Anti-Money Laundering & Counter Terrorism Financing (AML/CTF)
In 2018, NFTs (among other crypto assets) were brought within the scope of Australia’s AML/CTF regulatory framework. Companies structuring their NFT releases should therefore seek advice about whether they will be subject to AML/CTF reporting obligations. When structuring these arrangements, it would be prudent for companies to consider:
- whether they will be providing ‘designated services’ which might pose a money laundering or terrorism financing risk; and
- any geographical links they may have to Australia.
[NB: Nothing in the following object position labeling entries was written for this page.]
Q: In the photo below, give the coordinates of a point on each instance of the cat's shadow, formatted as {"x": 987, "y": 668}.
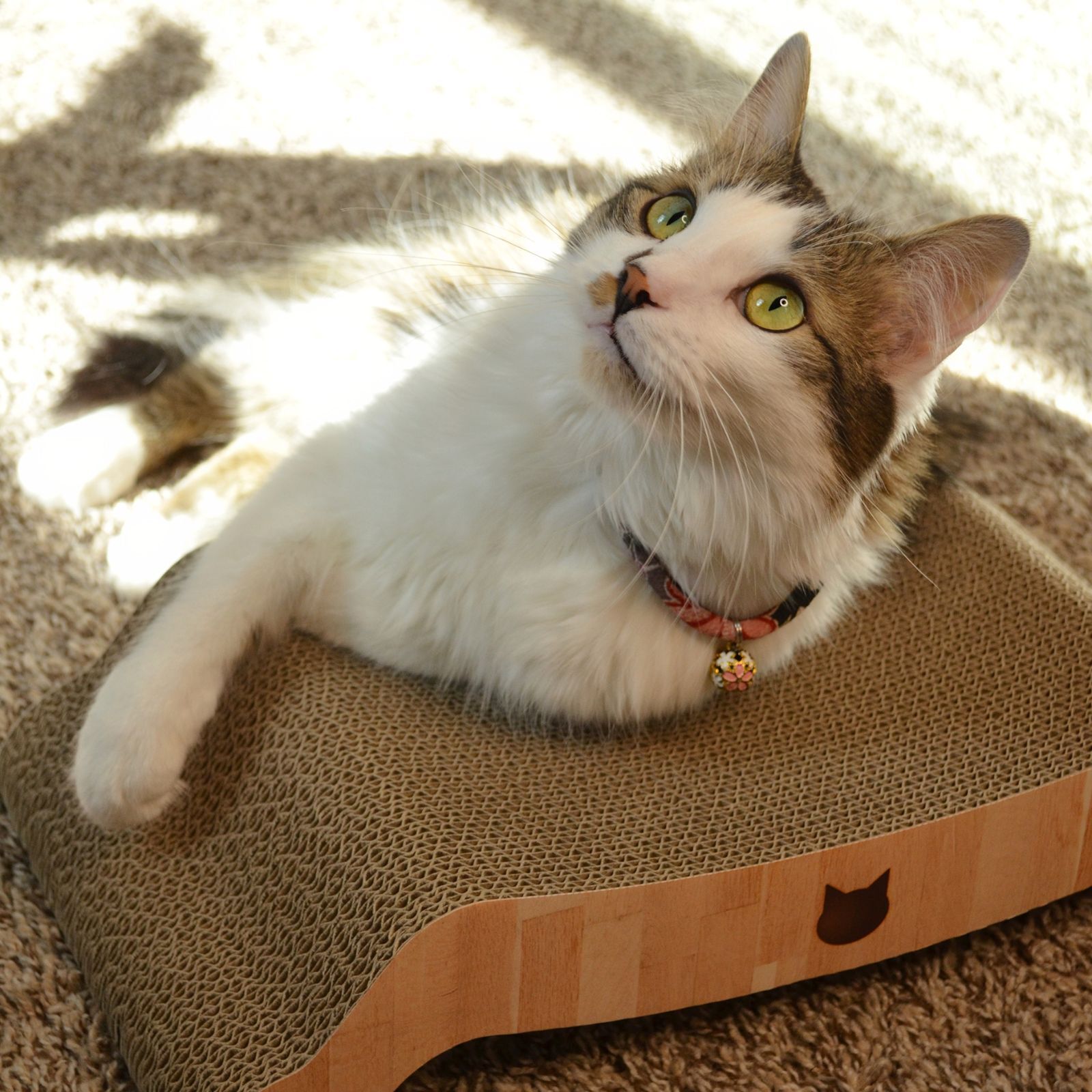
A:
{"x": 263, "y": 201}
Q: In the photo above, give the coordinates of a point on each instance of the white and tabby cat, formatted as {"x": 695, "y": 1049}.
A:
{"x": 717, "y": 367}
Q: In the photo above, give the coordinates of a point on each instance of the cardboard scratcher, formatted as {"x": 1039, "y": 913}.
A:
{"x": 365, "y": 874}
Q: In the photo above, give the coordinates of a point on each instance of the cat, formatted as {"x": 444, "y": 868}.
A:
{"x": 718, "y": 376}
{"x": 849, "y": 917}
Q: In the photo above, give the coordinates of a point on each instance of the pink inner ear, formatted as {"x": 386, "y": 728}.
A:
{"x": 956, "y": 276}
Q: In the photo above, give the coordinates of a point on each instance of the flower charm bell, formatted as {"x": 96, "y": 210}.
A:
{"x": 733, "y": 670}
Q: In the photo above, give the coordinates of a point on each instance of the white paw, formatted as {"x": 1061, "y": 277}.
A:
{"x": 91, "y": 460}
{"x": 134, "y": 744}
{"x": 147, "y": 545}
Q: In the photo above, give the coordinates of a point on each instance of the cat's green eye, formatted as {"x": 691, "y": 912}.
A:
{"x": 773, "y": 305}
{"x": 669, "y": 216}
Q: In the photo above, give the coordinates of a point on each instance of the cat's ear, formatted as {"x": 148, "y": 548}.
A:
{"x": 771, "y": 118}
{"x": 953, "y": 278}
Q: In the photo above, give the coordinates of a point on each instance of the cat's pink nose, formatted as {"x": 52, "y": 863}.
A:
{"x": 633, "y": 291}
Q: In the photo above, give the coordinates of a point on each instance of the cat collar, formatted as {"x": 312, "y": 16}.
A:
{"x": 732, "y": 669}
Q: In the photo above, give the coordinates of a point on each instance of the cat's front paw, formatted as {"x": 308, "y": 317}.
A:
{"x": 131, "y": 749}
{"x": 91, "y": 460}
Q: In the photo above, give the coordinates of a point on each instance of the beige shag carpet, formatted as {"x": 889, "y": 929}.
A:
{"x": 140, "y": 140}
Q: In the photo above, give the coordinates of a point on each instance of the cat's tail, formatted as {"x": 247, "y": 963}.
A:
{"x": 255, "y": 578}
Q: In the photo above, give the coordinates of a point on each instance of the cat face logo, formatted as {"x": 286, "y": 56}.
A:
{"x": 850, "y": 915}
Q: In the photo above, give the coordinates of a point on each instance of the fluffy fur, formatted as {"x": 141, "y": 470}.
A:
{"x": 465, "y": 522}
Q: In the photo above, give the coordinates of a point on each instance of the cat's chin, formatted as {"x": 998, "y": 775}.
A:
{"x": 609, "y": 349}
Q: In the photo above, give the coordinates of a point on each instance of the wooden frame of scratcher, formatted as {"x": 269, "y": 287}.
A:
{"x": 367, "y": 872}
The Australian Consumer Law (ACL) will also apply to NFTs that are marketed to Australian customers. Brands that are advertising their NFT offerings to Australian customers should ensure that they comply with their ACL obligations such as including appropriate disclaimers regarding the risks of investing in such digital assets. Otherwise, they may be at risk of engaging in misleading and deceptive conduct.
Brands involved in the sale of NFTs and that transact in cryptocurrency will also need to adequately understand the tax consequences with respect to their digital assets. The ATO has noted that the tax treatment of NFTs will depend on its use and the reason its owner has for holding and transacting the NFT.